The answer 2413 N/C is wrong :/ !

## Electric Field of extended mass

Anyone has a solution ?? :/ !
 The E field for the right part of your semi circle is given by $$E = \int_0^{\frac{\pi}{2}} \frac{-Q}{4\pi\epsilon_0r^2} d\theta$$ While the E field for the left part is the same but with +Q charge and integrated from $\frac{\pi}{2}$ to $\pi$. Just add these two together to get the total field.
 Recognitions: Science Advisor Are you sure? An electric field is a vector, and the correct formula is $$\vec{E}(\vec{x})=\frac{1}{4 \pi \epsilon_0} \int_{\mathbb{R}^3} \rho(\vec{x}') \frac{\vec{x}-\vec{x}'}{|\vec{x}-\vec{x}'|^3}.$$ Of course, in the here considered case, you have to integrate along the semicircle and use the charge per length instead of the bulk-charge density. However, you should check, whether you have all the geometrical factors for you vector component right.

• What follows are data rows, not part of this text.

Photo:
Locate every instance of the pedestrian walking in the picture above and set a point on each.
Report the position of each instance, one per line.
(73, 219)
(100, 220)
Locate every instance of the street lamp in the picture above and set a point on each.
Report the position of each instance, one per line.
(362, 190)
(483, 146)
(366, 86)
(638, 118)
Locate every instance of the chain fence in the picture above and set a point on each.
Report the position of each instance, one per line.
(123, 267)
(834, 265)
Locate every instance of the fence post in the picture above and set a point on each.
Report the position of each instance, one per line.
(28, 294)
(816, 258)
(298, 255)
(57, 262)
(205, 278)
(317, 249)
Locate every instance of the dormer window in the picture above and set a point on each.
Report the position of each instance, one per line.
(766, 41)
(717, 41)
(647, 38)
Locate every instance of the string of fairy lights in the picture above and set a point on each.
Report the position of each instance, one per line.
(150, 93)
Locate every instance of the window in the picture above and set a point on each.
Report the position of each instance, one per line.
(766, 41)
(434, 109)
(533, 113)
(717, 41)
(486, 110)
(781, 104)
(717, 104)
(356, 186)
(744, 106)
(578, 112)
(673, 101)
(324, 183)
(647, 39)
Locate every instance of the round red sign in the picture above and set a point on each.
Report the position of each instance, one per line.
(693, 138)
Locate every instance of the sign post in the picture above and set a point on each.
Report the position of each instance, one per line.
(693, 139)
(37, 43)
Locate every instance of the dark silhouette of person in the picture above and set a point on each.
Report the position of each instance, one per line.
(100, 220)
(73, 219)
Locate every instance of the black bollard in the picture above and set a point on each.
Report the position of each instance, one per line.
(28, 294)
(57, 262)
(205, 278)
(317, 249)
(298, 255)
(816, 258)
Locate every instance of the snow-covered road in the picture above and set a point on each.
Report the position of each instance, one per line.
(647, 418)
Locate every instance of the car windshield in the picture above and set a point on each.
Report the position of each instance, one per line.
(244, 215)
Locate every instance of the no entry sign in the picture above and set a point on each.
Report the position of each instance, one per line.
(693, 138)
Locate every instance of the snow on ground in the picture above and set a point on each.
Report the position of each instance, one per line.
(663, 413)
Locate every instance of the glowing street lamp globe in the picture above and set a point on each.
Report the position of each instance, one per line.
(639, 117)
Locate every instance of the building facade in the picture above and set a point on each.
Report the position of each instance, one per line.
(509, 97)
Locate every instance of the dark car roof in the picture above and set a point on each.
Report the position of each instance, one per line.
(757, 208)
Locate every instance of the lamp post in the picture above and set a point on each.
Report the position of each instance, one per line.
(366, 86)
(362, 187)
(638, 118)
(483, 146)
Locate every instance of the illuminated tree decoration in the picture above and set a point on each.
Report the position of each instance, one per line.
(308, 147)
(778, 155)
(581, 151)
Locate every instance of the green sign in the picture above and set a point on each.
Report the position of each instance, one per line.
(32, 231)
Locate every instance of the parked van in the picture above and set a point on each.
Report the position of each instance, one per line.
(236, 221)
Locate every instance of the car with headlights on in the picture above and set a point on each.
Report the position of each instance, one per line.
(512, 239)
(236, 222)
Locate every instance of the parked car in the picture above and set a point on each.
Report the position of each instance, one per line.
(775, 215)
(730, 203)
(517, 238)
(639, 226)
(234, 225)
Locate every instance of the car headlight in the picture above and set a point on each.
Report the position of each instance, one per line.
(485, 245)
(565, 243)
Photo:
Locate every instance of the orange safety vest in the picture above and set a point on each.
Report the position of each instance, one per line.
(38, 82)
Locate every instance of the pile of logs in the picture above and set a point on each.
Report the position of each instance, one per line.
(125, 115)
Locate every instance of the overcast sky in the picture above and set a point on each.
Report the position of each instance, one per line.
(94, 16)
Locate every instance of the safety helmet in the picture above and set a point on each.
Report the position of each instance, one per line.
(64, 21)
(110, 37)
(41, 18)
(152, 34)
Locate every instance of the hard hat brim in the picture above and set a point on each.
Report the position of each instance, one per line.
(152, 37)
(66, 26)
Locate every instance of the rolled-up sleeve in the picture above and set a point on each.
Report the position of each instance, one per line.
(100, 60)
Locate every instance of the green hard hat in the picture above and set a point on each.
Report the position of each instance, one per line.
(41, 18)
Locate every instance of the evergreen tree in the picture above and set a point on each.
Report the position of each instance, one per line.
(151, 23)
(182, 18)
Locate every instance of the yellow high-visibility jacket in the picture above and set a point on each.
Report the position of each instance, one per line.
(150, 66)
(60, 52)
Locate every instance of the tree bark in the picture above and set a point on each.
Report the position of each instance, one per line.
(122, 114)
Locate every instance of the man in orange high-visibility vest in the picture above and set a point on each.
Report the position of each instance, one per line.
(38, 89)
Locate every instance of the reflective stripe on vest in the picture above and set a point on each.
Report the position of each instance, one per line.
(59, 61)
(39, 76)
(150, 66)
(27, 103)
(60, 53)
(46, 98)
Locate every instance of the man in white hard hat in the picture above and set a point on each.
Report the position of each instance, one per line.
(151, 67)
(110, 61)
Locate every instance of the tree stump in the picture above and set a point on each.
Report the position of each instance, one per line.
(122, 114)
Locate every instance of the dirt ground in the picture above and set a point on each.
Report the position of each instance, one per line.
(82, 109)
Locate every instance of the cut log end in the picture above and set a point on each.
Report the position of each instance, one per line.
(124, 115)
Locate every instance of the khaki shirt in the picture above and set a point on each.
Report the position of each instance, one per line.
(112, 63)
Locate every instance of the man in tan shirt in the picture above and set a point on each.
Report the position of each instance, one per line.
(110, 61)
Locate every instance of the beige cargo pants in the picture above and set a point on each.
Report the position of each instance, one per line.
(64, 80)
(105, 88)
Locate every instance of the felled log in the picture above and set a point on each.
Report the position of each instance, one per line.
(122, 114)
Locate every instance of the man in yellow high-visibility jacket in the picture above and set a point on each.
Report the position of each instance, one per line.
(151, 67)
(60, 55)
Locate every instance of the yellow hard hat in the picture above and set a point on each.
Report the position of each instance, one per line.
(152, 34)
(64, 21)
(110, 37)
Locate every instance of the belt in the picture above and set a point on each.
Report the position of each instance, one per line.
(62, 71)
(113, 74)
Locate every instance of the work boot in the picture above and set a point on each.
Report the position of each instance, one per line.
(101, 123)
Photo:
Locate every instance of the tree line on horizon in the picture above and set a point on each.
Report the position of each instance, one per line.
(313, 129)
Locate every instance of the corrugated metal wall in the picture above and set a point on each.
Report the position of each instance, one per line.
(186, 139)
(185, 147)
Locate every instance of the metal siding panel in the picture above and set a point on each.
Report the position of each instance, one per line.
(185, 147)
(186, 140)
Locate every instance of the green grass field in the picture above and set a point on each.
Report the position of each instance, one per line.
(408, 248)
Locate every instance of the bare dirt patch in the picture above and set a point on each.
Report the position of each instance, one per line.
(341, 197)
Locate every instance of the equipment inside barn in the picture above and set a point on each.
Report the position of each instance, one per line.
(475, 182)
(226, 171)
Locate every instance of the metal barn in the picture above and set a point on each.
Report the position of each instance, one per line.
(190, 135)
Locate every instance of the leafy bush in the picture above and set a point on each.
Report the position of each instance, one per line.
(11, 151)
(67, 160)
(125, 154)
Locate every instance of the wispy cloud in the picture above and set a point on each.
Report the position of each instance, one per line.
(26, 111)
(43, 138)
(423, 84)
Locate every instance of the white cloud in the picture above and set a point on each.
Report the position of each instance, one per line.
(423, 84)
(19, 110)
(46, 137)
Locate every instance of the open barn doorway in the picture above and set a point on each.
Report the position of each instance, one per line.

 Vanhees is right , Electric field is a vector . So regarding the E will be in radial direction . For the Y axis we need to consider the j component . Vanhees , your mathematical expression is a bit high beyond my math skill xD ! My question is why the final expression for the problem is wrong :/ i considered the +Q and -Q E vector addition I reached to the conclusion of |E| = Q/(4*pi^2*e*r^2) (In the direction of J Btw : how do u write the math expressions in that style xD . my way of typing the math is silly :/ !!
 The final equation i got was actually correct i made an error with the calculation thats why my answer was wrong :)
 Recognitions: Science Advisor Yes, I've checked your result too. It's correct. I parametrized the line charge with help of the charge per angle: $$\lambda(\varphi)=\begin{cases} -\frac{2 Q}{\pi} & \text{for} \quad 0 \leq \varphi \leq \pi/2 \\ +\frac{2Q}{\pi} & \text{for} \quad \pi/2<\varphi\leq \pi \\ 0 & \text{elsewhere}. \end{cases}$$ Then you can use my formula for $\vec{x}=0$ to get $$\vec{E}=\frac{1}{4 \pi \epsilon_0 r^2} \int_0^{2 \pi} \mathrm{d} \varphi' \lambda(\varphi') \begin{pmatrix} -\cos \varphi' \\ -\sin \varphi' \\0 \end{pmatrix}.$$ Integrating over the two regions gives finally $$\vec{E}=\frac{Q}{\pi^2 \epsilon_0 r^2} \vec{e}_x.$$